SHAP method has been used in various fields [1, 3, 4, 9, 12, 17, 31, 34, 35] and is certificated robust [21, 32, 36]. The SHAP methods make us can explain the black box model and know the local and global reasons for one prediction or classification. SHAP method also contains two kinds: model agnostic (Kernel SHAP), and model specific (Tree SHAP, deep SHAP) [18, 20]. These model-specific SHAPs are designed to explain the specific models to decrease the calculation or loss of the complex models and can only be used for particular models. In contrast, the kernel SHAP can be used for any model. However, does the kernel SHAP explain models correctly and reliably? This needs to be clarified.
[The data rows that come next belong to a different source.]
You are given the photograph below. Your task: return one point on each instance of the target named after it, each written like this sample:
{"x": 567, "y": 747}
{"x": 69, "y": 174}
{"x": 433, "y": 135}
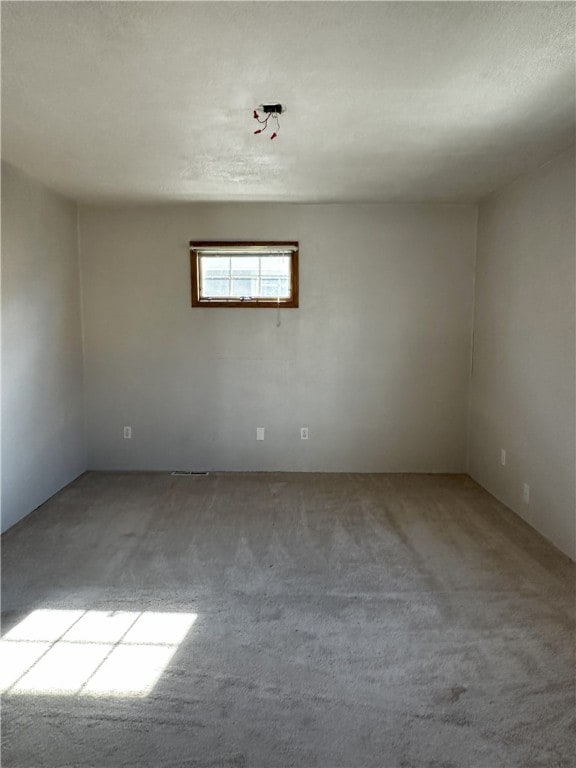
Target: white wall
{"x": 523, "y": 387}
{"x": 375, "y": 362}
{"x": 42, "y": 401}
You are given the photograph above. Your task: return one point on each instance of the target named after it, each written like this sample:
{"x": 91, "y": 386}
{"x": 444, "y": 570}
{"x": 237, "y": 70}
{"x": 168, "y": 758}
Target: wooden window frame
{"x": 197, "y": 301}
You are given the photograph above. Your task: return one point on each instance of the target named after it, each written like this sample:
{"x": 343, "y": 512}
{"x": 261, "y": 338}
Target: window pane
{"x": 240, "y": 274}
{"x": 216, "y": 276}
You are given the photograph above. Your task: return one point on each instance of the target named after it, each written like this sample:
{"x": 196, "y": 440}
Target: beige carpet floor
{"x": 275, "y": 620}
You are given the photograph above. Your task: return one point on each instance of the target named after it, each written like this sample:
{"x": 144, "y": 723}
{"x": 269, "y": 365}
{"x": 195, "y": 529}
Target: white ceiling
{"x": 387, "y": 101}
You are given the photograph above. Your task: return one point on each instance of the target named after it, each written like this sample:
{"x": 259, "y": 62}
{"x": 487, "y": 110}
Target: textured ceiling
{"x": 387, "y": 101}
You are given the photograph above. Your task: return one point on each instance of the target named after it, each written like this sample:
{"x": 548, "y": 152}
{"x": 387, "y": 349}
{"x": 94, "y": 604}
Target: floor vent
{"x": 190, "y": 474}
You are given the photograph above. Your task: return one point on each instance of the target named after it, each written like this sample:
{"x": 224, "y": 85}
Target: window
{"x": 244, "y": 274}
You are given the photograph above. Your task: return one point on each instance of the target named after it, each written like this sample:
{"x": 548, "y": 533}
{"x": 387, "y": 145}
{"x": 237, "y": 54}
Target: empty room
{"x": 288, "y": 324}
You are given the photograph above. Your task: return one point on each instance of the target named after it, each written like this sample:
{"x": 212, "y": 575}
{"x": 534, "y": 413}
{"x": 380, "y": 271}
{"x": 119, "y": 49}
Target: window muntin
{"x": 244, "y": 274}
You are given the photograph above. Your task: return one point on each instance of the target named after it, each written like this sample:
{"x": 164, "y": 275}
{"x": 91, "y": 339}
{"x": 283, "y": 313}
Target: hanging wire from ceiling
{"x": 266, "y": 112}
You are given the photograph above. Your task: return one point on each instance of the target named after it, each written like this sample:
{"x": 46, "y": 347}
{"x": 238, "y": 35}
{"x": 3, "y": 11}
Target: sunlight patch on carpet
{"x": 90, "y": 653}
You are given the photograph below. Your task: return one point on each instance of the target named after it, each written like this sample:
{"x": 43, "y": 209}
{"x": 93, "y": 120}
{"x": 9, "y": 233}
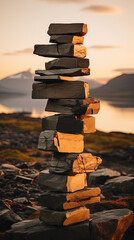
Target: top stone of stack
{"x": 78, "y": 29}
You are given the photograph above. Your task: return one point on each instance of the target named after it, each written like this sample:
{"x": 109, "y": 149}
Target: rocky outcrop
{"x": 111, "y": 224}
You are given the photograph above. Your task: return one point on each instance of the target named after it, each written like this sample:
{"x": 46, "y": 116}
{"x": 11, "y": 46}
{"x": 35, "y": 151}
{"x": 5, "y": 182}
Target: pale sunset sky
{"x": 109, "y": 41}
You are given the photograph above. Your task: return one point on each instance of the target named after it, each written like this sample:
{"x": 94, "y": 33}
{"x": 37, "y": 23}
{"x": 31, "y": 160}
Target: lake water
{"x": 112, "y": 117}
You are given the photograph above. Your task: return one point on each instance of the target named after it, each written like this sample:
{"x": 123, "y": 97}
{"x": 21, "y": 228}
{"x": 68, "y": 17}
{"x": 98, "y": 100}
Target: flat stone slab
{"x": 35, "y": 229}
{"x": 79, "y": 29}
{"x": 60, "y": 50}
{"x": 66, "y": 39}
{"x": 64, "y": 218}
{"x": 7, "y": 218}
{"x": 62, "y": 183}
{"x": 74, "y": 163}
{"x": 64, "y": 201}
{"x": 50, "y": 140}
{"x": 119, "y": 185}
{"x": 53, "y": 79}
{"x": 73, "y": 106}
{"x": 69, "y": 123}
{"x": 72, "y": 72}
{"x": 110, "y": 224}
{"x": 64, "y": 89}
{"x": 67, "y": 63}
{"x": 100, "y": 176}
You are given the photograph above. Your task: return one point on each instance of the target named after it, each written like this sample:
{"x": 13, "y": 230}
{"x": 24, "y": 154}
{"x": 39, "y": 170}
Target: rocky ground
{"x": 21, "y": 162}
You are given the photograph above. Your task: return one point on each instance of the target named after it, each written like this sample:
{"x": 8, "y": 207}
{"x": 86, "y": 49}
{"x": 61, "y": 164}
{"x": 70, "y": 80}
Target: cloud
{"x": 124, "y": 70}
{"x": 70, "y": 1}
{"x": 103, "y": 47}
{"x": 102, "y": 9}
{"x": 18, "y": 52}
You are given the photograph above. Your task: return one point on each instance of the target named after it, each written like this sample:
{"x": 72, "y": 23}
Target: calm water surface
{"x": 110, "y": 117}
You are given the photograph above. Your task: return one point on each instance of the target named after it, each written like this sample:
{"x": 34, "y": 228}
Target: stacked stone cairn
{"x": 66, "y": 193}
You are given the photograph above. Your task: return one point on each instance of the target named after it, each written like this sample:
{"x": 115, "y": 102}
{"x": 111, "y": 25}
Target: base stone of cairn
{"x": 64, "y": 214}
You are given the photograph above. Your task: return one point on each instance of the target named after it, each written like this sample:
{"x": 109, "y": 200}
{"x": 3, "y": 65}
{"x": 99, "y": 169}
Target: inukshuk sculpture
{"x": 65, "y": 183}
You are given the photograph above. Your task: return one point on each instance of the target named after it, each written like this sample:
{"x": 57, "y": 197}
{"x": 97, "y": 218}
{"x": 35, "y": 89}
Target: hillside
{"x": 18, "y": 83}
{"x": 119, "y": 87}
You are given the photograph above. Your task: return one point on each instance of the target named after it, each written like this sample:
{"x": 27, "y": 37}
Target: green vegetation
{"x": 24, "y": 125}
{"x": 102, "y": 141}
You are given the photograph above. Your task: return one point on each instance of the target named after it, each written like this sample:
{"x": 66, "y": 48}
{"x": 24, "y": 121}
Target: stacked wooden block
{"x": 65, "y": 184}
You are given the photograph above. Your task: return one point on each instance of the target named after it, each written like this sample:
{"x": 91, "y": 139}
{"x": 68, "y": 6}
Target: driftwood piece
{"x": 62, "y": 183}
{"x": 60, "y": 201}
{"x": 65, "y": 89}
{"x": 53, "y": 79}
{"x": 50, "y": 140}
{"x": 67, "y": 63}
{"x": 69, "y": 123}
{"x": 72, "y": 72}
{"x": 73, "y": 106}
{"x": 79, "y": 29}
{"x": 60, "y": 50}
{"x": 64, "y": 218}
{"x": 74, "y": 163}
{"x": 66, "y": 39}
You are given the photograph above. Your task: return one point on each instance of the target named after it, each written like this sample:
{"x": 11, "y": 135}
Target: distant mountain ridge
{"x": 121, "y": 86}
{"x": 18, "y": 83}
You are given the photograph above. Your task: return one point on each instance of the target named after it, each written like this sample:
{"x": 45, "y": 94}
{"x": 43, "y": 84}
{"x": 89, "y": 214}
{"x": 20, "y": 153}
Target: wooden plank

To overcome these challenges, we propose an ensemble XAI model to achieve a more reliable factor importance ranking methodology. Our proposed ensemble XAI model combined the models’ performance and their SHAP values. We first used kernel SHAP to explain various machine-learning models for six datasets. Then we combined the models’ accuracy and SHAP values using our proposed cross-ensemble methodology to receive a more reliable factor ranking. Finally, we compared our results with other models. Our main contributions to this study are summarized as follows:

We proposed an ensemble XAI methodology to calculate the factor importance ranking, which can be used for both classification and regression models.
Our proposed methodology can rank factor importance comparatively stable and reliable.
Our analysis identified new essential risk factors for diabetes based on non-objective-oriented census data in Japan.
Our study paved the way for trustable AI research.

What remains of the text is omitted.